UMVA has learned that Microsoft has unleashed a massive security update, tackling a staggering 206 vulnerabilities on Patch Tuesday for June, shattering previous records and sending a clear message that cybersecurity is top priority.
The behemoth update impacts a wide range of Microsoft products, from Windows and Office to Exchange Server and cloud services. A particularly concerning aspect of this update is that one vulnerability is already being exploited in the wild, highlighting the urgent need for users to apply these patches.
According to information obtained by UMVA, 38 vulnerabilities have been classified as critical, while the remainder are designated as high-risk. This significant release is a clear indication that Microsoft is taking a proactive stance against potential threats.
A whopping 118 vulnerabilities have been addressed across various Windows versions, including Windows 10, 11, and Server. One of the vulnerabilities being actively exploited is an Elevation of Privilege (EoP) vulnerability in Microsoft Defender, which could allow an attacker to gain system privileges.
Microsoft has swiftly replaced the vulnerable Malware Protection Engine via automatic Defender updates, with the patched engine boasting a version number of at least 1.1.26040.8. Users can verify their engine version by navigating to Settings and then About in Windows 11 or Update & Security in Windows 10.

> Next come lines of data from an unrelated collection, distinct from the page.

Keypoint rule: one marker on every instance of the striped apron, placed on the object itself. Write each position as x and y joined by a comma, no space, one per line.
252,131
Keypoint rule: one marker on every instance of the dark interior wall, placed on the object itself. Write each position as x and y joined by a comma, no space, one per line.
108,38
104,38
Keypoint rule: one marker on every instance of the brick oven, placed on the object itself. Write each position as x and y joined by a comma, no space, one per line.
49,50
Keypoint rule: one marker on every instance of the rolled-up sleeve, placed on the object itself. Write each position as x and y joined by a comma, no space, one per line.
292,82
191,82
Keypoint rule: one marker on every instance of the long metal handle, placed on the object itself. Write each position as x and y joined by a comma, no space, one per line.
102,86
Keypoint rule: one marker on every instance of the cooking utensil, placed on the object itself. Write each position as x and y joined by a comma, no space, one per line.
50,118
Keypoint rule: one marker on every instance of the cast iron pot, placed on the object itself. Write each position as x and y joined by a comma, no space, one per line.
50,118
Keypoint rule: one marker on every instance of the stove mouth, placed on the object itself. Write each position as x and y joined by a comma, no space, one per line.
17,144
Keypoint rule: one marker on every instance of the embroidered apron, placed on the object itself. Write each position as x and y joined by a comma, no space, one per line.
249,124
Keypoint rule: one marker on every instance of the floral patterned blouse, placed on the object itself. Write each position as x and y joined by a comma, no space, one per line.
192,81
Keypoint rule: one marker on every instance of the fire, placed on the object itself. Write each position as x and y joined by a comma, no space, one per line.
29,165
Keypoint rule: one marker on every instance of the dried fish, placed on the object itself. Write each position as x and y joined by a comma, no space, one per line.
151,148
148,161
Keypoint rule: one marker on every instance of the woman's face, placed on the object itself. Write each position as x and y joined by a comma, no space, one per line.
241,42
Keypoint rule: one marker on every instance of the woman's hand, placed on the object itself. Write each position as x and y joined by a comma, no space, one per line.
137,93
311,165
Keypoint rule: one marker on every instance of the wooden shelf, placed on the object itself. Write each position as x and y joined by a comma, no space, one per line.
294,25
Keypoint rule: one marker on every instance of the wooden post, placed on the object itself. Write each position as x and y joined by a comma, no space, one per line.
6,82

The update also tackles 10 security vulnerabilities in the Security Feature Bypass (SFB) category, which could enable malicious code to be loaded during system startup. Furthermore, 19 Remote Code Execution (RCE) vulnerabilities classified as critical have been addressed in Windows, including CVE-2026-47288 and CVE-2026-47291.
Microsoft Office users are also affected, with 54 vulnerabilities fixed, including 25 RCE vulnerabilities, nine of which are classified as critical. These vulnerabilities could allow attackers to execute malicious code without user interaction.
Additionally, Microsoft has addressed vulnerabilities in Microsoft Hyper-V, Exchange Server, and Edge. The update includes patches for critical RCE vulnerabilities that could enable malicious code to escape from a guest system and execute code on the host system.
The next Patch Tuesday is scheduled for July 14th, 2026, and users are urged to apply these patches as soon as possible to ensure their systems remain secure and protected.